Так быстро и так невнятно, что даже пугается, что Игорь его не поймет и придется повторять. Впрочем, Игорь молчит не дольше секунды, а потом начинает смеяться, и снова таращится на отца, но уже с веселым недоумением.
— Ты чего, пап?
— Ничего, — Константин переводит дух: вдох, выдох, еще один вдох, и дальше идет уже проще, как по накатанному. — Просто. Ты мой мальчик, ты самое дорогое, что у меня есть, и ничего не может это изменить.
— Пап…
— И я не хочу, чтобы ты всю жизнь был как я, — он спотыкается и сглатывает с усилием. Нелюбимая тема. Неприятная, стыдная и какая-то очень не мужская. — В смысле, один.
— Пап.
Он Игоря хорошо воспитал — тот не лезет под руку, не отвлекает от дороги, хотя машин в этот час не слишком много. Но Константин видит, как он подался к нему всем телом, как будто хочет боднуть лбом в плечо. Или обнять. Его мальчик очень ласковый, тоже не понятно, в кого. Сам-то Константин обнимается еле-еле, через силу, и только потому что ему прожужжали уши о том, что дети, которых не обнимают, вырастают эмоциональными калеками.
— Ну ты же разве один. У тебя есть я. Дядь Федя с теть Леной. И другие со службы. И во дворе тебя все знают. И…
— Да. Да, конечно, — Константин дергает уголками губ. — Ты прав.
— И любят тебя все. И уважают очень, и вообще.
— Я знаю. Сынок, все хорошо.
Тревожное, щенячье выражение в глазах Игоря говорит: нет, не все хорошо. Только они оба все-таки немного калеки. Обниматься, может, и научились, а говорить — не очень.
— Давай по пути в прокат заедем? — предлагает Игорь тихонько. — Возьмем что-нибудь. У тебя же еще завтра весь день будет.

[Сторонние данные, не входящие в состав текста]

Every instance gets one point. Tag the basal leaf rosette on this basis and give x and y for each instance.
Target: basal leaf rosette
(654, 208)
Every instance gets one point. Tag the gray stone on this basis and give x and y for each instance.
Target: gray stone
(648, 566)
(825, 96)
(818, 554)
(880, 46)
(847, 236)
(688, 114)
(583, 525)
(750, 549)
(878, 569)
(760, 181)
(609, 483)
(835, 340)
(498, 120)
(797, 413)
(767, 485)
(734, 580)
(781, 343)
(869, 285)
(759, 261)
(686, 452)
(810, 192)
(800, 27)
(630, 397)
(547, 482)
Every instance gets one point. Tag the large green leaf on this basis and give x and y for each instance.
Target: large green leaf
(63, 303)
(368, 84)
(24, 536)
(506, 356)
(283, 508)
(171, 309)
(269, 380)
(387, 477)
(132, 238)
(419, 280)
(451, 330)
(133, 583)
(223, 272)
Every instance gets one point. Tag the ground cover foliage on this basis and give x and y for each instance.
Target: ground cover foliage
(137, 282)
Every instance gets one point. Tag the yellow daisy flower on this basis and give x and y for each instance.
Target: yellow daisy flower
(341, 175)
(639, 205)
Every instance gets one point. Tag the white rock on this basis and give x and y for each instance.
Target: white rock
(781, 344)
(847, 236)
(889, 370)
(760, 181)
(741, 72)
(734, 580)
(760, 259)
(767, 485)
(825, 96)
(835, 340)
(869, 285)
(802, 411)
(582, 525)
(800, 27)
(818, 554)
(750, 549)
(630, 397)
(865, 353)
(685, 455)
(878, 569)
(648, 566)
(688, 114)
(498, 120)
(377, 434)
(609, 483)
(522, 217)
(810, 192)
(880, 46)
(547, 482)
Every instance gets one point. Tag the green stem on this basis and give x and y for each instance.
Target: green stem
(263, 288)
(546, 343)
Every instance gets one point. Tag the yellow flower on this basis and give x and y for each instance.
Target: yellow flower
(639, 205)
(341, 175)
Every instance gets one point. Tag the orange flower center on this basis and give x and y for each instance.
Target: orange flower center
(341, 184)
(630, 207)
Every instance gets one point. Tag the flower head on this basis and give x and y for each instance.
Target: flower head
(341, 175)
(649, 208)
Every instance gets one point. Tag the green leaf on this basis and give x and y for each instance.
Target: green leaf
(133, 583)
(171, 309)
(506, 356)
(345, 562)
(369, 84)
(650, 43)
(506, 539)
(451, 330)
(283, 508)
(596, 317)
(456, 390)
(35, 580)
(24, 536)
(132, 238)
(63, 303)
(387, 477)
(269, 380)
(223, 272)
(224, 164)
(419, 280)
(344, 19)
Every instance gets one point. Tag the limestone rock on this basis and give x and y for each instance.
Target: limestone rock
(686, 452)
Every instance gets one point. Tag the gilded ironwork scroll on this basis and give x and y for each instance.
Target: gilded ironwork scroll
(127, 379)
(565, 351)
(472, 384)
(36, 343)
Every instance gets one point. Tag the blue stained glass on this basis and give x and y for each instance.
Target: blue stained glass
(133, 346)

— Можно, — соглашается Константин с комом в горле. — Эту вашу «Обитель»?
— Ну можно её. Или другое. Петька вообще всякого насоветовал, там Убить Билла, Пилу, Ван Хельсинга…

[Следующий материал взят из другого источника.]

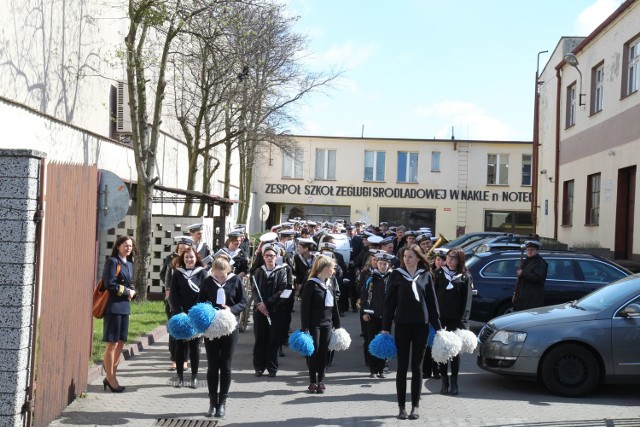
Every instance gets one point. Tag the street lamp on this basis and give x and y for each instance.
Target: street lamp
(572, 60)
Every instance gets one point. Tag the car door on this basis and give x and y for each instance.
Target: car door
(562, 284)
(625, 341)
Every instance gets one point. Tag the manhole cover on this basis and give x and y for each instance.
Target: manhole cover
(183, 422)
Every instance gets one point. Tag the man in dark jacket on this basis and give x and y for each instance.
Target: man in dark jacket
(531, 277)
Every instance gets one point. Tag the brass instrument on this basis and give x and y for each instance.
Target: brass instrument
(440, 242)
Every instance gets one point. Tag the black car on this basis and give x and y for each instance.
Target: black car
(570, 276)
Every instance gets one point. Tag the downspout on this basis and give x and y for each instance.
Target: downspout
(557, 160)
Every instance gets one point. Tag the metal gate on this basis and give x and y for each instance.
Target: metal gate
(64, 323)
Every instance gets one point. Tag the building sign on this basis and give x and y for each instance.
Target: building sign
(398, 193)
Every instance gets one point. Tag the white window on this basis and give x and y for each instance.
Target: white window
(435, 161)
(526, 169)
(571, 105)
(633, 66)
(498, 169)
(292, 164)
(325, 164)
(374, 162)
(407, 166)
(598, 88)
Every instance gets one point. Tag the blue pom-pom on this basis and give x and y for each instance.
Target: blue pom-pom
(383, 346)
(180, 327)
(432, 335)
(302, 343)
(201, 315)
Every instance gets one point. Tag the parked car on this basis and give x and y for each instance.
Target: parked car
(570, 276)
(573, 347)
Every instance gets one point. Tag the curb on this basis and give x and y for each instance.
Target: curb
(130, 350)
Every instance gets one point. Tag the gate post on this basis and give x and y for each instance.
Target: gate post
(20, 187)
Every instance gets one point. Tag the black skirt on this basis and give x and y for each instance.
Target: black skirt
(115, 327)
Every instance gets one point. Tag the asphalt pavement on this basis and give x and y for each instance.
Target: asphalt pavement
(351, 398)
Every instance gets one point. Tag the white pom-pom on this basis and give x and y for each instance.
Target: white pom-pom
(446, 345)
(223, 324)
(339, 340)
(469, 340)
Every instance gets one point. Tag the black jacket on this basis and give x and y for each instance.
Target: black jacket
(119, 286)
(401, 305)
(313, 313)
(183, 296)
(530, 284)
(373, 293)
(236, 299)
(271, 287)
(454, 303)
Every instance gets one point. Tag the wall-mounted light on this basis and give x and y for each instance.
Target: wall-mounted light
(572, 60)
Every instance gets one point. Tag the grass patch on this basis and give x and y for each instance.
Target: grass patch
(145, 317)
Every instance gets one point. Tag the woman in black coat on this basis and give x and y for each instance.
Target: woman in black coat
(453, 285)
(270, 312)
(411, 303)
(318, 315)
(185, 286)
(117, 278)
(224, 290)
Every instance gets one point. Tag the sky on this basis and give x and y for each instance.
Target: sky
(418, 68)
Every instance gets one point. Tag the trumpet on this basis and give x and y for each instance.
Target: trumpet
(440, 242)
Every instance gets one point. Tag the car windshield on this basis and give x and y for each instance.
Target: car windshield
(605, 296)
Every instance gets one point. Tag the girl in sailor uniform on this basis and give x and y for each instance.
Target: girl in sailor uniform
(372, 305)
(271, 296)
(185, 287)
(318, 315)
(411, 303)
(225, 291)
(453, 285)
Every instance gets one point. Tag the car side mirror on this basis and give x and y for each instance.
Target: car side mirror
(631, 311)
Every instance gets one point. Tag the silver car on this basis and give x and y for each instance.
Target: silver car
(572, 348)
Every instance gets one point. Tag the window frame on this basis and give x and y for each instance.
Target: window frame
(592, 208)
(572, 92)
(327, 173)
(498, 168)
(375, 170)
(597, 88)
(295, 163)
(568, 198)
(407, 167)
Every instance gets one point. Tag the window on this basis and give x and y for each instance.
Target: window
(435, 161)
(632, 60)
(597, 88)
(571, 105)
(374, 165)
(407, 166)
(292, 164)
(593, 199)
(498, 169)
(325, 164)
(526, 169)
(567, 203)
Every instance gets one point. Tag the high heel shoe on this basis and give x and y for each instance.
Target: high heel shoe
(106, 384)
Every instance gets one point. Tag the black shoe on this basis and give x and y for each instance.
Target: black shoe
(402, 415)
(212, 409)
(415, 413)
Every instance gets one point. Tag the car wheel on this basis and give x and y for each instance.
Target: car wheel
(570, 370)
(505, 308)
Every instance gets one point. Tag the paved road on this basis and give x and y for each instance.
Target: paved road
(351, 397)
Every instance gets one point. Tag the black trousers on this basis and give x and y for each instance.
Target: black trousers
(219, 355)
(372, 328)
(411, 339)
(268, 339)
(317, 362)
(191, 347)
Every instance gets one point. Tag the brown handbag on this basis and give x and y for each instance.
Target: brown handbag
(101, 297)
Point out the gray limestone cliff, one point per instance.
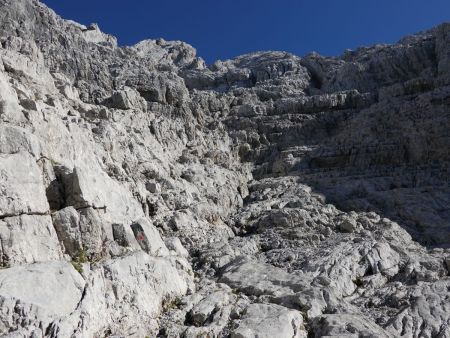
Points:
(146, 194)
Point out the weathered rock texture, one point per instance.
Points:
(143, 193)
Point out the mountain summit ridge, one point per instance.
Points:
(144, 193)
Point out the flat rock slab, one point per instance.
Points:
(21, 186)
(258, 279)
(268, 321)
(54, 287)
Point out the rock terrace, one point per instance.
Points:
(144, 193)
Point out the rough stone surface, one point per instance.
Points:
(143, 193)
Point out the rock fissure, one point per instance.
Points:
(269, 195)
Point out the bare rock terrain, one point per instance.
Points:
(144, 193)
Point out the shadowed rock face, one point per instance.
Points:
(143, 193)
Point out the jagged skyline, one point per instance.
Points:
(219, 30)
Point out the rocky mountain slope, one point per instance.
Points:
(145, 194)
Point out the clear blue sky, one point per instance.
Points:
(222, 29)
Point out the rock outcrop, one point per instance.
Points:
(144, 193)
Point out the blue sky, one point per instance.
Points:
(224, 29)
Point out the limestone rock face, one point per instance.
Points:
(143, 193)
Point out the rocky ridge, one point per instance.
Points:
(144, 193)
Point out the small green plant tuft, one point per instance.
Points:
(79, 261)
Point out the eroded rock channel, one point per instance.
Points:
(144, 193)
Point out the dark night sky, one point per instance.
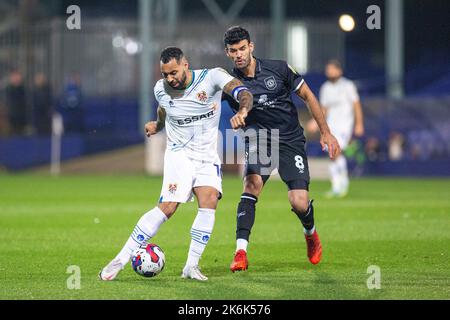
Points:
(427, 27)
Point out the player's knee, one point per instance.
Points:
(168, 208)
(253, 185)
(210, 201)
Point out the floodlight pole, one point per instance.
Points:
(278, 15)
(146, 63)
(394, 43)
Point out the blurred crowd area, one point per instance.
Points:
(91, 78)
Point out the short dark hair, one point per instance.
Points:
(335, 62)
(234, 35)
(170, 53)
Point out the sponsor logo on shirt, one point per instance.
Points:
(172, 187)
(202, 96)
(195, 118)
(270, 83)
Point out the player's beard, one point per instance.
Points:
(243, 62)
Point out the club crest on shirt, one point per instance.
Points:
(172, 187)
(202, 96)
(270, 83)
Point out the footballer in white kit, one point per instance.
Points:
(340, 101)
(189, 109)
(192, 121)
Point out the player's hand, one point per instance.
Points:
(238, 120)
(328, 141)
(311, 126)
(151, 128)
(359, 131)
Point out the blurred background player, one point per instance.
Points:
(271, 83)
(341, 105)
(189, 108)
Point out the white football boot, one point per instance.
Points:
(111, 271)
(193, 272)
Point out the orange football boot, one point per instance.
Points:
(240, 262)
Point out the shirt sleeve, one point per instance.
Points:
(294, 79)
(158, 92)
(220, 78)
(353, 93)
(231, 102)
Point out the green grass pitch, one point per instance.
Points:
(400, 225)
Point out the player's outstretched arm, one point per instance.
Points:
(326, 138)
(239, 92)
(359, 119)
(153, 127)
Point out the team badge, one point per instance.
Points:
(172, 187)
(270, 83)
(202, 96)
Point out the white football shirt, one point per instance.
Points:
(338, 98)
(193, 114)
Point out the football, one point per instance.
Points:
(148, 260)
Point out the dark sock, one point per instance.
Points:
(245, 216)
(306, 218)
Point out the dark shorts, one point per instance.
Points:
(292, 162)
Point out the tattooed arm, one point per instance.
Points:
(239, 92)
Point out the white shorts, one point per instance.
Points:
(182, 174)
(343, 137)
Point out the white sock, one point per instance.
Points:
(309, 232)
(241, 244)
(341, 162)
(145, 229)
(335, 176)
(200, 233)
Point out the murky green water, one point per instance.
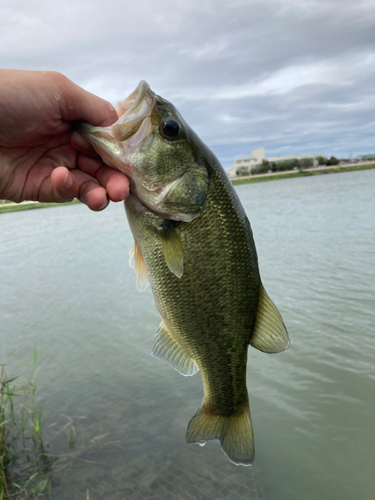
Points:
(67, 290)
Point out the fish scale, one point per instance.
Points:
(194, 244)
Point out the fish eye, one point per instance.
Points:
(170, 128)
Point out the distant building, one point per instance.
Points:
(258, 155)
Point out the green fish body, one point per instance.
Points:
(194, 245)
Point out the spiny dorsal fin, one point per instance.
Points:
(137, 262)
(172, 248)
(270, 334)
(169, 350)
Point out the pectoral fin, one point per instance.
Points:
(270, 334)
(172, 248)
(169, 350)
(137, 262)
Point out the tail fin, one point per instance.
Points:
(235, 433)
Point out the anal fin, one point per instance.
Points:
(270, 334)
(169, 350)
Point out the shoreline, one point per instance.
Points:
(273, 176)
(289, 174)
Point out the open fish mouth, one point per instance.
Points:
(119, 140)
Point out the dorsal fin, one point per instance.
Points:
(169, 350)
(137, 262)
(270, 334)
(172, 248)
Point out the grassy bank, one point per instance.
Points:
(301, 173)
(15, 207)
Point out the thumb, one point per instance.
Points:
(78, 104)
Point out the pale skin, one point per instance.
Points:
(41, 157)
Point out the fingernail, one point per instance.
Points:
(105, 205)
(68, 181)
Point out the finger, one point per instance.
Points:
(78, 104)
(64, 185)
(115, 182)
(80, 143)
(67, 185)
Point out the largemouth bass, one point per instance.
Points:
(194, 245)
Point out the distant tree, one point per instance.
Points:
(306, 163)
(333, 161)
(243, 171)
(322, 160)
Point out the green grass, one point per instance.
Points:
(302, 173)
(9, 207)
(26, 471)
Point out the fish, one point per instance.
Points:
(194, 245)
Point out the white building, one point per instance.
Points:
(258, 155)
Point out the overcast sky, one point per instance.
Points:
(293, 76)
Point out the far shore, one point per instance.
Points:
(9, 206)
(288, 174)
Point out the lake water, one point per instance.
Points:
(66, 289)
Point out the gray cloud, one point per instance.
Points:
(294, 76)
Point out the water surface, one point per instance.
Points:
(67, 290)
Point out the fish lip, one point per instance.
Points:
(122, 134)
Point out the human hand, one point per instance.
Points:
(41, 158)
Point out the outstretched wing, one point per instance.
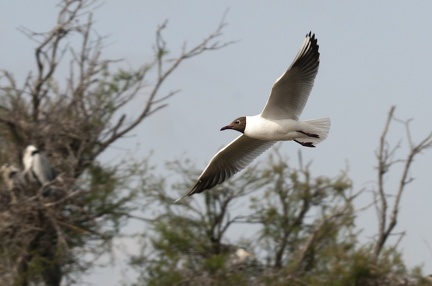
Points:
(228, 161)
(290, 92)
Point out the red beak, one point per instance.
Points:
(226, 127)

— Первый раз про все это слышу.
— Я тоже, — Игорь хмыкает. — Петька сказал, что это всё ништяк.
— Ну если ништяк, то надо брать. А то чего мы, не деревня же все-таки, — они оба ухмыляются, с ощутимым облегчением: ужасный эмоциональный момент миновал, можно расслабиться, каждому в своей удобной ежиной броне. — Будем культурно образовываться.
Игорь положит голову ему на плечо, но уже сильно позже, дома перед стареньким телевизором, к которому подключен новенький дивиди-плеер, и Константин не станет портить вечер, возвращаясь к разговору, но поцелует его в кудри, и на этом тема будет закрыта.